Create a new VM with its disk placed on the NFS share from the start:

sudo virt-install \
  --name testvm \
  --ram 2048 \
  --vcpus 2 \
  --disk path=/var/lib/libvirt/images/shared/testvm.qcow2,size=20 \
  --os-variant ubuntu22.04 \
  --network bridge=br0 \
  --graphics none \
  --location /var/lib/libvirt/images/ubuntu-22.04-live-server-amd64.iso,kernel=casper/vmlinuz,initrd=casper/initrd

Performing live migration with virsh

Assume the source host is host1 (192.168.1.101) and the destination is host2 (192.168.1.102). The VM named testvm is running on host1.

Migrate over SSH

# Basic syntax
virsh migrate --live testvm qemu+ssh://[email protected]/system

# Add --verbose to see progress
virsh migrate --live --verbose testvm qemu+ssh://[email protected]/system

Migrate over TCP transport (faster on LAN)

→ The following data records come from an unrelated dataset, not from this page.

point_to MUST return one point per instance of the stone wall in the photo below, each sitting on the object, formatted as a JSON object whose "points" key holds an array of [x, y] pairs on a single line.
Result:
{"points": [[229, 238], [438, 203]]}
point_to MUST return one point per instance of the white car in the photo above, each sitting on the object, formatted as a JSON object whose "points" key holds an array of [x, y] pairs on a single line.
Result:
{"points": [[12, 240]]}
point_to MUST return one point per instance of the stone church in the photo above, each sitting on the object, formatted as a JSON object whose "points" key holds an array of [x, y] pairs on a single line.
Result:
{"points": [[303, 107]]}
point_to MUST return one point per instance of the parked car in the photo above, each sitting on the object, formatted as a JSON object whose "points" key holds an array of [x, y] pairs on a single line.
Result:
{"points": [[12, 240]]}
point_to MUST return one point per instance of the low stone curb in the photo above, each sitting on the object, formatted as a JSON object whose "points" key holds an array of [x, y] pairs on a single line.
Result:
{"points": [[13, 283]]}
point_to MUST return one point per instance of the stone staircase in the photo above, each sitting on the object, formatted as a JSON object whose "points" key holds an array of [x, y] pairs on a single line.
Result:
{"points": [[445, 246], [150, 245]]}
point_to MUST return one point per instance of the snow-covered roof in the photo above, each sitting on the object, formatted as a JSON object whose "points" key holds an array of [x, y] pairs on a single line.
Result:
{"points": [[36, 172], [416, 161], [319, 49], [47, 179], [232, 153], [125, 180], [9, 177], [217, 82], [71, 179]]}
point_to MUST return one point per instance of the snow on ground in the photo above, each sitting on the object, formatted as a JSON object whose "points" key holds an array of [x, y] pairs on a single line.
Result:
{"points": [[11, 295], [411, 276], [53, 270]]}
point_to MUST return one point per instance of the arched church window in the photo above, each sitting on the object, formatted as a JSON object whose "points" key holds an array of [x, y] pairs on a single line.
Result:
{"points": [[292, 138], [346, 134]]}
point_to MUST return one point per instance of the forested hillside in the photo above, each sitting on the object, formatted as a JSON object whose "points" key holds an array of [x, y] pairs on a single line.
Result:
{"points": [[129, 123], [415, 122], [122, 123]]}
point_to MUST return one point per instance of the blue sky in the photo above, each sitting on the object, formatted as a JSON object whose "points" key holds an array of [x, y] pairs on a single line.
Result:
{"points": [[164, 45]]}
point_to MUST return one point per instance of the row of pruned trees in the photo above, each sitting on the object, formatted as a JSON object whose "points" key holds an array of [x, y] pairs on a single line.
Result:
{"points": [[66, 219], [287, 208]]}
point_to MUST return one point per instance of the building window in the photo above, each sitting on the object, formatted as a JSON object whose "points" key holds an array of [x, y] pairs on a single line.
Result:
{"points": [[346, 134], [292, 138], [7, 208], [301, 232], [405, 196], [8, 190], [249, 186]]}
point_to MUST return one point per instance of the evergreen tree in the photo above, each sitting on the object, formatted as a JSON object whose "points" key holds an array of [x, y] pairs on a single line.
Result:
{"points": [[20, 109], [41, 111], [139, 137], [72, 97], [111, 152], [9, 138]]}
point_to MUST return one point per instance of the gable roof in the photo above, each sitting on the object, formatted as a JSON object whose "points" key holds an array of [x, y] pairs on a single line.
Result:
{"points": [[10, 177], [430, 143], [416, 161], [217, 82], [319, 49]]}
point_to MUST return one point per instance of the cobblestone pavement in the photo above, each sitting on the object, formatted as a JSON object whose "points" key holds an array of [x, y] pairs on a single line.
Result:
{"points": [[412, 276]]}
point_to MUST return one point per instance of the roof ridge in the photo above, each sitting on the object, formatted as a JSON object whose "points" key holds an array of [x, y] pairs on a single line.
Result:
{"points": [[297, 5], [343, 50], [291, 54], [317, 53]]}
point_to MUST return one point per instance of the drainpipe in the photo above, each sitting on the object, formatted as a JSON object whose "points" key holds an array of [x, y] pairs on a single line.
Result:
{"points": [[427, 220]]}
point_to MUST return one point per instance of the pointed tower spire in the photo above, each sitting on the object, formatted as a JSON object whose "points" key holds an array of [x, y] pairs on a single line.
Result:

virsh migrate --live --verbose \
  testvm \
  qemu+tcp://192.168.1.102/system

Block migration without shared storage

Use --copy-storage-all to transfer the disk as well. A 20GB disk over a gigabit LAN takes roughly 3–5 minutes; the VM stays running but I/O performance will degrade during this period:

virsh migrate --live \
  --copy-storage-all \
  --verbose \
  testvm \
  qemu+ssh://[email protected]/system

Tuning the final downtime window

At the end of migration, the VM must pause for a few milliseconds to sync remaining dirty pages. The default is 300ms — if the VM has a heavy workload, increasing this slightly helps migration complete rather than timing out:

# Allow up to 500ms downtime during the final stage
virsh migrate --live \
  --migrate-setmaxdowntime 500 \
  testvm \
  qemu+ssh://[email protected]/system

Verification and monitoring

Confirm the VM migrated successfully

# On host1 — testvm should no longer be here
virsh list --all

# On host2 — testvm should be running
virsh list --all
# Expected:
# Id   Name     State
# 1    testvm   running

Monitor migration progress in real time

# Run this on the source host while migration is in progress
watch -n 1 "virsh domjobinfo testvm"

# Output will show:
# Job type:         Unbounded
# Time elapsed:     3421 ms
# Data processed:   768 MiB
# Data remaining:   64 MiB
# Memory processed: 768 MiB
# Memory remaining: 64 MiB

Verify network connectivity is uninterrupted

# Get the VM's IP address
virsh domifaddr testvm

# Continuously ping from an external machine while migration runs
ping -i 0.2 <testvm-IP>
# A successful migration should show no more than 1-2 packet losses

Troubleshooting common errors

# View libvirt logs on the source host
sudo tail -f /var/log/libvirt/libvirtd.log

# QEMU log for a specific VM
sudo tail -f /var/log/libvirt/qemu/testvm.log

A few errors I’ve run into while testing in my homelab:

“Unable to allow access for disk path”: The VM disk is on local storage, not NFS. You need to move the disk to the NFS share first (shut down the VM, copy the file, virsh edit to update the path, then start it again).
“authentication failed”: Check that auth_tcp = "none" is set in libvirtd.conf and that you’ve restarted the daemon.
Migration timeout: The VM has a heavy I/O workload generating dirty pages faster than the migration can copy them. Try increasing --migrate-setmaxdowntime or reducing the VM’s load before migrating.
VM loses network after migration: Bridge names differ between the two hosts. Standardizing the bridge network name across both hosts is the definitive fix.